Future proofing is an essential part of this fast-moving business. Demographics play a huge part. Here is an important statistic that shows the current target audience to be the right one, and a perspective on why brokers should look toward curricular education to change the future traders’ approach to their favor
Globally, there are approximately four million retail FX traders, with a median age of 35, with 1.6 million of them residing in Europe, 1.6 million in Asia, and only 150,000 in the United States.
Of these four million retail FX traders, the average deposit size is $3,800 globally, apart from in the United States where it is $6,600.
Perhaps the most important statistic to bear in mind is that, even after almost twenty years have elapsed since the dawn of retail FX trading platforms, the vast majority of traders are male.
Why is this important?
There are two significant reasons why this is an important point for retail FX brokers to consider when approaching their client base.
Whilst a very large proportion of research and development budget is being poured by FX firms into the design and production of ultra-modern trading platforms, new ancillary services that are intended to attract the Millennials which are being cited as the next generation of retail traders, thus the investment in such user interfaces and interactive technology to which Millennials have become accustomed in every other aspect of their lives is considered a means of ‘future-proofing’ by FX firms and third party software providers.
With the competitive nature of all of today’s retail brokerages, all vying for a market share in a similar field, and with the exception of those with proprietary platforms and specialist products, the challenge of continually seeking to provide a different value proposition to differentiate themselves.
This is expensive and targets a new generation of consumer – note the word consumer rather than investor – which is costly to cater for with very little return on investment compared to the generation of investors between the ages of 35 and 50 who are by and large investment-savvy and do not demand expensive ‘trendy’ add-ons from brokers.

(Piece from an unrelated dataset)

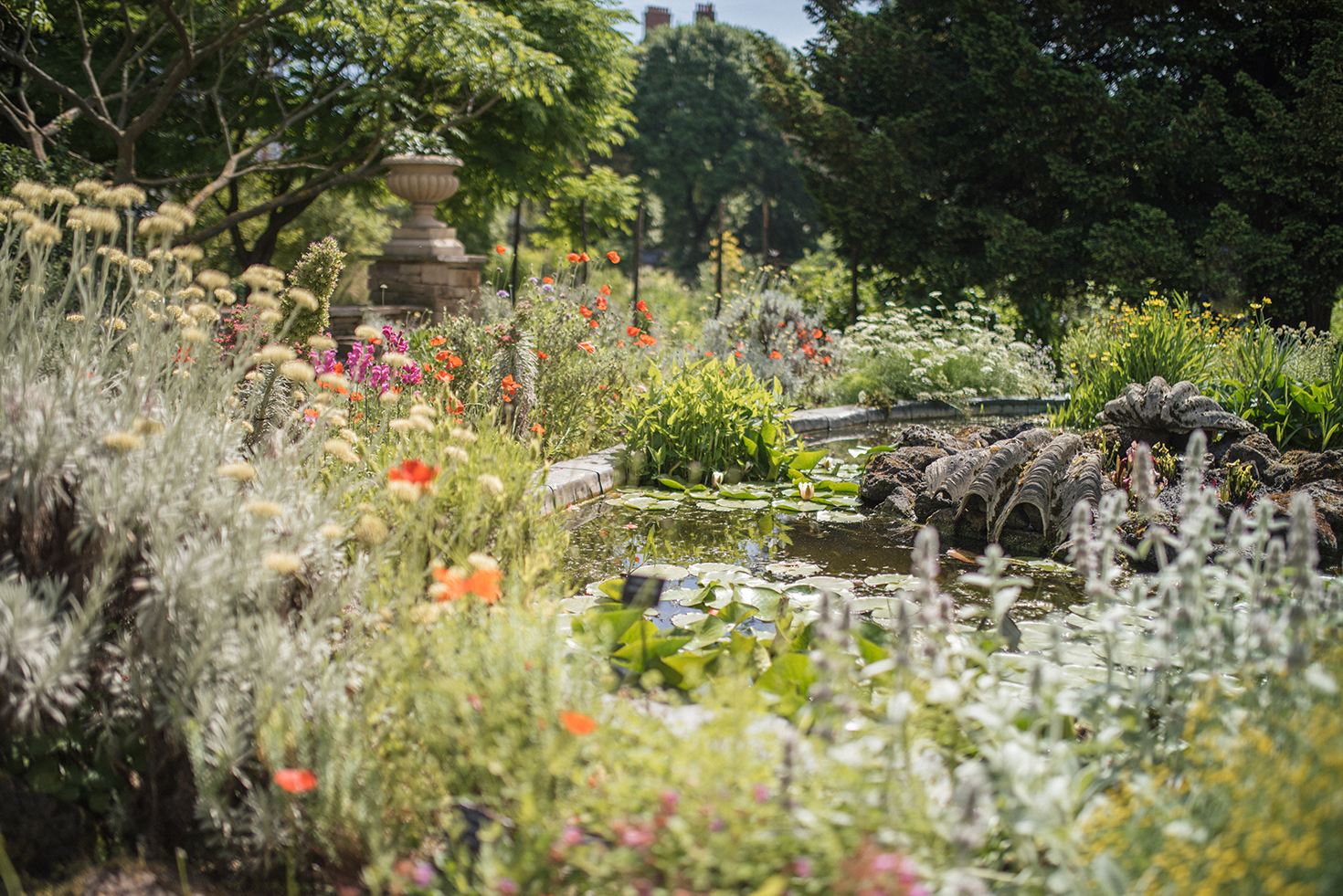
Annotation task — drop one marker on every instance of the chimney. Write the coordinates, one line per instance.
(656, 17)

A large proportion of technologically literate Millennials have got some income stream and no burdens such as mortgages or dependents, but do not want to think about the future and do not want to consider building a portfolio in the financial markets business, even if it is provided by a very interesting and highly advanced system.
FinanceFeeds reported recently that an astonishing 26% of 18 to 30 year olds do not save or invest anything at all, with 62% admitting that they are clueless about financial matters.
In Britain, home to the largest institutional and retail financial center which powers the markets of the entire world, one in seven young people have not considered planning for their retirement.
Indeed, the Millennials have now attracted a less than flattering acronym – YOLO – literally, “You Only Live Once”, admitting in surveys to spending all their money on nights out, fashion and luxuries rather than investing or saving.
FX firms have an average age band of between 25 and 50 with the majority of traders being approximately 35 years old, this being the very best demographic to target as the cost of attracting and maintaining them is lower than that of the Millennials, and they do not require to be entertained by gimmicks.
Now, another boost of confidence that confirms that although the retail market is competitive in that many brokers appear to be contending for the same client bases, they are indeed approaching the correct market – that being male traders with a median age of 35.
Research by accountancy company Moore Stephens has concluded research that 65% of personal insolvencies during the last 12 month period among people under the age of 25 in Britain have been women.
In the age band above that, 53% of all personal insolvencies were women between the age of 25 and 34.
Moore Stephens stated that many women in the under 25 age bracket are targeted by commercial advertising that creates higher levels of spending on consumer goods as they are more frequently targeted by luxury brands selling expensive designer goods.
Young women also spend more on accommodation than young men as they are less likely to live at home with their parents. Data from the Office for National Statistics (ONS) states that one in three young men live at home, compared to one in five young women thus men of the Millennial generation often have more disposable income.
For brokers to future-proof themselves as the most prized ‘Generation X’ (people between the ages of 35 and 50) moves gradually on and needs to be replaced by a younger customer base, a good method may well be to invest in curricular education on investing and trading via electronic platforms in order to bring up the new generation with some degree of knowledge about financial self-empowerment from school age onwards, as targeting the Millennials who have already formed their spending patterns with something that they are likely to show less interest in than a tall mochaccino is an expensive and looking at the statistics, fruitless business.